The Justice Department was concerned that the fair-housing case could have damaging ramifications in other such cases, but Grassley and other Republican lawmakers have complained that the decision could have cost the government up to $180 million in settlement money.
“If Mr. Perez is nominated he should face a lot of tough questions about this quid pro quo deal he appears to have put together,” Grassley said in a statement. “I shudder to think how whistleblowers will be treated in the Labor Department if this quid pro quo with St. Paul is any indication of Mr.

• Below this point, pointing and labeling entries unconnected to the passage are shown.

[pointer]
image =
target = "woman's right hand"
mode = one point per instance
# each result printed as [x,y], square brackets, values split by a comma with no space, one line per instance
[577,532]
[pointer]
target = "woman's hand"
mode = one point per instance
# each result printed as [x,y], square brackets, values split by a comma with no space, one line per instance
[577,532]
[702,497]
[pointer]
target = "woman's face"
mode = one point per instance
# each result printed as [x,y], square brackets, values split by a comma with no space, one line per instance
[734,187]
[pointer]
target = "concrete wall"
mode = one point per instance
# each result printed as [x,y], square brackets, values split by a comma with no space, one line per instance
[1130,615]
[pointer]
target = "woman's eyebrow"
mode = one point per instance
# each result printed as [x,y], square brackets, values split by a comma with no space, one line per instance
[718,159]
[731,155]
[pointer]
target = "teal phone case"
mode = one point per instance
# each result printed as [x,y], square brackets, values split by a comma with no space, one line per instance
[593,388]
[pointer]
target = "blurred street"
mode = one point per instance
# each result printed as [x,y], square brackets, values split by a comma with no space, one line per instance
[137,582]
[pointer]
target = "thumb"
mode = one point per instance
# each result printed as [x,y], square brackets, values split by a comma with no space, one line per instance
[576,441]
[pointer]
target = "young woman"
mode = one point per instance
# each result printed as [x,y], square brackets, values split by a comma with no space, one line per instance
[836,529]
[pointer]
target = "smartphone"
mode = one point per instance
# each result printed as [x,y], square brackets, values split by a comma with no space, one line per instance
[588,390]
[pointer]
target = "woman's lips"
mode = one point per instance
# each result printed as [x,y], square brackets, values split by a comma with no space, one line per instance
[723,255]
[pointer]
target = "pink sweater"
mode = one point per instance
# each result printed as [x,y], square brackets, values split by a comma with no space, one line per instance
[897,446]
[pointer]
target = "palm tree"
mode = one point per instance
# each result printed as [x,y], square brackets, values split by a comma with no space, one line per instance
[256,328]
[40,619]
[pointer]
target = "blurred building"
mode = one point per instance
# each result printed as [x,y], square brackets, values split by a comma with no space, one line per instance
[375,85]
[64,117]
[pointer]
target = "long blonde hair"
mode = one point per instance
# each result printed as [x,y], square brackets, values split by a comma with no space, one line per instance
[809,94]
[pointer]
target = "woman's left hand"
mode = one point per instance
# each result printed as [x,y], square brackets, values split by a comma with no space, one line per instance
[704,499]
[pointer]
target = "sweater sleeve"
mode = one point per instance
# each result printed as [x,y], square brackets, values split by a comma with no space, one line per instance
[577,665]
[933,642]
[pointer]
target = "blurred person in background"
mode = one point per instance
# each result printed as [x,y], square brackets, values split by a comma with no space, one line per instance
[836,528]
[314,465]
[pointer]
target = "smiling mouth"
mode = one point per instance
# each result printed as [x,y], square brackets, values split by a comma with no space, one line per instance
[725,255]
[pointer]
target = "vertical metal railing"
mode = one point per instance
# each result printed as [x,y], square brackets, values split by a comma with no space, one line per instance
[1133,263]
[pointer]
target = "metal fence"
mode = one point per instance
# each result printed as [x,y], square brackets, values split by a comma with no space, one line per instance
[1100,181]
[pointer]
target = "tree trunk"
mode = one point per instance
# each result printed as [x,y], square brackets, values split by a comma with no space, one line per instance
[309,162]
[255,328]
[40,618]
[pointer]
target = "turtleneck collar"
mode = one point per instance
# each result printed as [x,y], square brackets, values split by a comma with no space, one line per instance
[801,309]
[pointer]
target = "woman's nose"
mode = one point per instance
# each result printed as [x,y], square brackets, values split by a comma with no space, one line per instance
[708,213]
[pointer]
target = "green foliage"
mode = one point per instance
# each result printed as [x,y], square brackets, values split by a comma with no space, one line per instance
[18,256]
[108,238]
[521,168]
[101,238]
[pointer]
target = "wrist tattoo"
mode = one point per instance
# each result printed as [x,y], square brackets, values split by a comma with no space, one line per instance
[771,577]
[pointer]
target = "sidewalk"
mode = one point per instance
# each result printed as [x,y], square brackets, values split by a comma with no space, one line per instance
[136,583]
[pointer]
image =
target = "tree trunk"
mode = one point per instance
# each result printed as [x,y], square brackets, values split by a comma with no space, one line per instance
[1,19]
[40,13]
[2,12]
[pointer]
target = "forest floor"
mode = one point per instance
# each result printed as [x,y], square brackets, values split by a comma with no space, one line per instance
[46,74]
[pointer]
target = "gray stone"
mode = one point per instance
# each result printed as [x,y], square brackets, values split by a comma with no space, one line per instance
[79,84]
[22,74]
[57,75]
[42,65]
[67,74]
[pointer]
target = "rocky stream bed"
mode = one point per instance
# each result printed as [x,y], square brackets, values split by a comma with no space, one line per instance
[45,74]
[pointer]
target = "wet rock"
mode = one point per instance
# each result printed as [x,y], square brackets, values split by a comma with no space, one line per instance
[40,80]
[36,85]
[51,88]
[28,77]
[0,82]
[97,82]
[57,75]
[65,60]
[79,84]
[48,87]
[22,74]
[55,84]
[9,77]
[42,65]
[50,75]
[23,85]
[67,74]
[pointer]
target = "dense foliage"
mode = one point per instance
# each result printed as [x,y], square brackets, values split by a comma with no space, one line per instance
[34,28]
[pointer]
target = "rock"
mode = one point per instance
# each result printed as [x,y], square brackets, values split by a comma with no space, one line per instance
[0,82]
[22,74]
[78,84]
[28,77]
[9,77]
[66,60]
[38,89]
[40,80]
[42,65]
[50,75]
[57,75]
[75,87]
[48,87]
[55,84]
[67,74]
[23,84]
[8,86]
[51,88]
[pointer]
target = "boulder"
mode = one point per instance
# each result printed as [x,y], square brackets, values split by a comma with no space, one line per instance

Perez’s approach to this important area of law.”
If confirmed by the Senate, Perez would be the first Buffalo-area native to serve in a cabinet position since Maria Cino, who served as acting secretary of transportation under President George W. Bush.
Perez’s parents were immigrants from the Dominican Republic who settled in Snyder after his father, a doctor, got a job at the Buffalo Veterans Affiars Medical Center.
“We were the Chamber of Commerce for all Dominicans in Buffalo when I was a kid,” Perez said in a 2009 interview with The Buffalo News. “There weren’t that many Dominicans living in Buffalo then, and every time a new family came, we got a phone call.”
Perez left Buffalo to attend Brown University and then Harvard Law School.
He later served in a lower-ranking position in the Civil Rights Division at the Justice Department during the Clinton administration and as an aide to Sen. Edward M. Kennedy, D-Mass. He also served as Maryland’s secretary of labor, licensing and regulation and on President Obama’s transition team.
Buffalo schooled him well for his career as a civil rights lawyer, Perez told The Buffalo News in 2009.
“What makes Buffalo great, and always has and always will, is the people,” Perez said. “What I learned growing up in Buffalo was the importance of hard work, the importance of community. Buffalo has had tough times, but the people are very dogged – and civil rights is about being dogged.”